[quote="Indifferently, post:2, topic:311630"]
It is all very fascinating. Religion is infused with politics and politics with religion (as it always is, in my view).
The Anglican view is that Roman Catholic and Orthodox confirmation is valid. Orthodox and Roman Catholic people wishing to be received into the Church of England need only to be 'received', which is a very simple process, merely declaring their wish to be received, and then being so.
Roman Catholics and Orthodox who have been confirmed by a Bishop need not be confirmed again. This also applies to Ordination - indeed, we have a Priest at a parish I often visit who came over from the Roman Catholic Church and he was simply given some orientation to adjust himself.

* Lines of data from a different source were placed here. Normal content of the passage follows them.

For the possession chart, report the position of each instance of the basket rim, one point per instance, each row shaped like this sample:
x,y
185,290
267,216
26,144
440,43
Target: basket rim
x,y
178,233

As for 'open communion', this is contentious. Canon law says that anyone baptised and subscribing to the doctrine of the Holy Trinity, and in good standing with his own Church, may receive communion. This is contrary to the rules in the Prayer Book, which states that no-one may be admitted before Confirmation (or desirous for confirmation).
Religion and politics and the infusion of the 2 is fascinating.

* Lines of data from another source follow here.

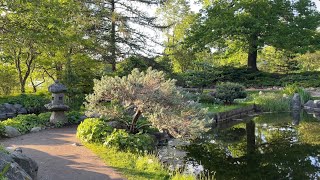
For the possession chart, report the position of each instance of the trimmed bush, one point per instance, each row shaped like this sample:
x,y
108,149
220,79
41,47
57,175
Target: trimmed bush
x,y
32,102
228,92
24,123
122,140
2,130
294,88
93,130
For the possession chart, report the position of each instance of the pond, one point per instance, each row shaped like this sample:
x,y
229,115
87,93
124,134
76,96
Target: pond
x,y
268,146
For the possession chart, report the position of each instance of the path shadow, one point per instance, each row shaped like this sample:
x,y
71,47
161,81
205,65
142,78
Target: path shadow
x,y
64,168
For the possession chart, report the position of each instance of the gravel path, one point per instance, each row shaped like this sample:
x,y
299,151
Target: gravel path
x,y
59,158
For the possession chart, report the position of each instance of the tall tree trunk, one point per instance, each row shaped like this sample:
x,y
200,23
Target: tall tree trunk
x,y
134,121
251,138
253,53
113,37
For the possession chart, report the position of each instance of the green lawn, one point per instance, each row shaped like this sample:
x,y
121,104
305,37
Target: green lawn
x,y
133,166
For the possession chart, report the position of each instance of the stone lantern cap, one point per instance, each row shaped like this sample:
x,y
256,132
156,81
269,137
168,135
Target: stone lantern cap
x,y
57,87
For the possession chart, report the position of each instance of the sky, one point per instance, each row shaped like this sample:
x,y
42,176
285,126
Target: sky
x,y
195,8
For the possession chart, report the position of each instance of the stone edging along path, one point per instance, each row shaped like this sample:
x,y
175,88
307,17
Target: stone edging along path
x,y
60,156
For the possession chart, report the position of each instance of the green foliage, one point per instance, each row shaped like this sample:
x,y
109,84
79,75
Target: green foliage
x,y
204,75
159,100
93,130
273,102
44,118
4,171
228,92
122,140
249,22
126,66
8,79
309,132
32,102
259,79
294,88
24,123
2,130
132,166
74,117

Regarding confirmed Roman Catholics being received and open Communion, I can only speak from my limited knowledge regarding a couple of Episcopal churches in my part of the US. I know they require completing a preparation or foundations class for those confirmed Roman Catholics who desire to be received into the Episcopal Church. At one of the churches the weekly 1 hour class is for 6 wks. Reception into the Episcopal Church then follows when the bishop makes his annual visit to the church.
Both churches have open Communion for those baptized in the Trinitarian formula. This applies to members and visitors. One of the priests, a former Roman priest who is now a priest in the Episcopal Church, explained to me they do believe in the body and blood true presence of Christ in the Eucharist. They simply don't attempt to explain when and how this occurs as do Roman Catholics with their doctrine of transubstantiation. But rather Episcopalians just say that it is.
He said to me however that aside, no one is interrogating anyone when they come forward for Communion and if anyone feels so called to come forward, then so be it. Of the 3 Episcopal priests I've corresponded with none said anything about one's standing in their own church.